Дьяк, не слезая с лошади, откашлялся и стал читать приказ:
— «По указу… и прочая, мы, думной боярин, начальник-воевода Стрелецкого приказу, князь Юрий Алексеевич Долгорукий со товарищи приказали: стрельца, имярек…»
Тут дьяк остановился.
— Как звать-то тебя?
Угрюмо стоявший со связанными назад руками стрелец недоуменно посмотрел на приказного.
— Ондреем зовут, по отцу Васильевым. А кличут — Щука.
— Так. Выходит, карась — не дремай. Добро.
И, крякнув, дьяк продолжал читать указ, словно так и было написано в бумаге:
— «Стрельца Грибоедова полка, Ондрюшку, сына Васильева, Щуку кнутом наказать за его облыжные, наносные речи и всякую лаю, всего дать двадесять ударов. А для примеру — сечь его на полковом кругу у съезжей избы, штобы иным было неповадно».
Подписи прочёл, число и год.
Говор смутного недовольства пробежал между стрельцами, кучками обступившими дьяка и связанного товарища, которого держали приказные каты-прислужники.
Но никто не решился первый сказать что-нибудь. С утра не успели ещё охмелеть иные, способные на безрассудство в пьяном виде. И сильна ещё была в них привычка к повиновению.

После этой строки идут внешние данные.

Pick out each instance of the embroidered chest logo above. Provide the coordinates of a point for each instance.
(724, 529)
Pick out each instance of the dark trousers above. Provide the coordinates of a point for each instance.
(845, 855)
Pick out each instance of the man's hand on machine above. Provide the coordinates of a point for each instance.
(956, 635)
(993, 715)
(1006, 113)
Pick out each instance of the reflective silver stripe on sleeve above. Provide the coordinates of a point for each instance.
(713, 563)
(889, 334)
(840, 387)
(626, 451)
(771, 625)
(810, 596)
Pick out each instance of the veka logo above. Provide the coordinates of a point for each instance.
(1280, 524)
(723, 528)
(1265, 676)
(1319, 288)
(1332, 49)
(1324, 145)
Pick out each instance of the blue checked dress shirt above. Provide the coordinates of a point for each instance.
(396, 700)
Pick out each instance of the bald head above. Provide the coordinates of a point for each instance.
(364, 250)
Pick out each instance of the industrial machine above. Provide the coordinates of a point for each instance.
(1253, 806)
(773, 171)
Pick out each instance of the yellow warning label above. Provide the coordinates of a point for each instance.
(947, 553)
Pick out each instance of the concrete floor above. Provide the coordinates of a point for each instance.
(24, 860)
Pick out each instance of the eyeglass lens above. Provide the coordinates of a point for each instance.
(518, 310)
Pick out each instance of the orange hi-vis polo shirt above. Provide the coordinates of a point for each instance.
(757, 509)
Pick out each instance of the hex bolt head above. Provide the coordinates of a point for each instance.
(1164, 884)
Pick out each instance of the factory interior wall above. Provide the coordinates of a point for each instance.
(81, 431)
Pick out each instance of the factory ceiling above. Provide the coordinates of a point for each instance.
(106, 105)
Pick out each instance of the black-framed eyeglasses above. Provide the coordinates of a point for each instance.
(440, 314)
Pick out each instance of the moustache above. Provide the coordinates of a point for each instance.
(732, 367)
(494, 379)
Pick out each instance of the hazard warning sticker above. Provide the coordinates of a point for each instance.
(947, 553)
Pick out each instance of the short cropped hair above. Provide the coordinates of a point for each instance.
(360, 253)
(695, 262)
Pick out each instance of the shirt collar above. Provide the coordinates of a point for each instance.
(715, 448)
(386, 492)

Но стоило дать самый лёгкий толчок — и эта напряжённая толпа могла стать неукротимо-опасной.
И толчок был дан.
Как только по знаку дьяка два прислужника стали валить на землю стрельца, чтобы исполнить приговор, тот вырвался у них из рук и кинулся прямо в толпу:
— Братцы… Да што же… За што же, родимые… За вас же, товарищи, за весь полк муку принимать должен… Застойте, заступите, товарищи. Вашу волю творил, подавал челобитную… А ноне даёте на поругание посланца своего. Грех, товарищи… Стыд головушке, коли дадите меня на истязание…
Кинулся на колени бедняк и, не имея возможности шевельнуть связанными руками, припадал головой к ногам стрельцов, губами ловил руки товарищей.
Дрогнула сильнее, зашевелилась, зашумела вся громада стрельцов.
Но ещё не знали, что делать. Одно оставалось: прогнать дьяка с палачами. Но за этим должно последовать нечто бесповоротное.
Не пройдёт такая дерзость безнаказанно. Как ни слаба теперь царская власть, как ни идут вразброд бояре, вступая вечно в свару из-за доходов и выгод, в ущерб общему делу, — подобной дерзости стрельцам они не простят.
Пользуясь замешательством толпы, палачи снова схватили Щуку и стали валить его на землю, тут же срывая одежду, чтобы обнажить до пояса приговорённого к истязанию бедняка.
— Выручайте, братцы, — прерывистым, отчаянным воплем прорезал воздух Щука.
Палачи изловчились и сейчас же заглушили крик, заткнули чем-то глотку стрельцу.
Но нервы больше не могли выдержать у окружающих. Всякие благоразумные соображения были забыты.
Приземистый, широкоплечий стрелец, из бывших астраханцев, откинув палку, которую держал в руках, как будто она мешала ему, подскочил молча к приказным, схватил одного, оторвал от товарища, толкнул его так, что тот кубарем полетел прочь.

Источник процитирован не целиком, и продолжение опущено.